Agricultural | Agricultural Market Commentary

20.12.09 The East Midlands Farmland Market
by Rupert West FRICS and Mike Holland MRICS, King West Farm Agency

Our Farm Agency has experienced one of its busiest ever years during the past year and when the 2009 UK land sale statistics are published, if they show larger than normal volumes of agricultural land transacted over this period.

Both in terms of market activity and indeed prices, the predictions we made at the end of 2008 have proven gratifyingly correct.  Bare land values have remained firm, largely immune from any negative impacts of Global and UK economic recession, equally disconnected with the continuing volatility of commodity prices and, on average, probably 10% below the price levels achieved during the most recent (and spectacular) peak of mid 2007 to mid 2008.

The disconnect between land values and commodity prices is perhaps the more remarkable when one looks at statistics like the Grain Futures graph illustrated here, but there again it always  pays to look beneath the headline figures, where the past year has witnessed a significant fall in fertilizer, oil and interest costs; thereby cushioning this volatility.

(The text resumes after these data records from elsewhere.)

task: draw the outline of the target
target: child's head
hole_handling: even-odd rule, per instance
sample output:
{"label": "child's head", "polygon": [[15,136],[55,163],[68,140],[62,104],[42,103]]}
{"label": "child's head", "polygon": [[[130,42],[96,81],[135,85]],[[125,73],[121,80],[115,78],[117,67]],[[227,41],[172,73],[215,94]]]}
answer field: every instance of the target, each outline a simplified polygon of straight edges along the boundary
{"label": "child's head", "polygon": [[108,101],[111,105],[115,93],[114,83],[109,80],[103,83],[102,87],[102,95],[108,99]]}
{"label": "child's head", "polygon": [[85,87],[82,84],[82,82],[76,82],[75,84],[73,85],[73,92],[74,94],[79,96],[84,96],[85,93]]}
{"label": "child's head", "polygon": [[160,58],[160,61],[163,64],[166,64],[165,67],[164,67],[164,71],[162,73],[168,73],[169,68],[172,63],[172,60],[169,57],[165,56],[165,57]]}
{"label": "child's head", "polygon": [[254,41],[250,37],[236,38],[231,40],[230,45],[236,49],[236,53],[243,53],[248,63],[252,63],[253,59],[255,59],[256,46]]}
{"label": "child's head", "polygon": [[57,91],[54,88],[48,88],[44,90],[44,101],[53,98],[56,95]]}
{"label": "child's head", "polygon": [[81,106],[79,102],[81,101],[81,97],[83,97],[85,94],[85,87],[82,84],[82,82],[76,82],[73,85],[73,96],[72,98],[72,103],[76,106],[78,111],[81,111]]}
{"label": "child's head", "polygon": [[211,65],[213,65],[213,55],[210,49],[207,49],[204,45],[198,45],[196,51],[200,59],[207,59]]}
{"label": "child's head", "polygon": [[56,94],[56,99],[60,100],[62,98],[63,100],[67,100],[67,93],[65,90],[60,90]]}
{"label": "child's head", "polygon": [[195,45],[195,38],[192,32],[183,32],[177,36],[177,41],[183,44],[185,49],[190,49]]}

Discernible trends we have noticed during the past year include, firstly, a predictable widening in prices paid between the better and less attractive blocks of land, this being a market correction which mostly happens in the aftermath of major upward price movements.  Evidence of this phenomenon has been seen in a handful of failed auctions, during the latter part of the year, as against some spectacularly good sales, particularly for smaller parcels, both at auction and private treaty.

Another, welcome, trend has been the slow return of purchaser interest in residential farms, and a narrowing of the gap between vendor and purchaser aspirations – which continues to characterise the market as we look ahead to 2010.

Our predictions for 2010?  Probably more of the same, with a continuing gradual return of buoyancy to the residential farm market; and perhaps some further rises in farmland values if current economic recovery suffers a set back during the middle to latter part of the year ahead.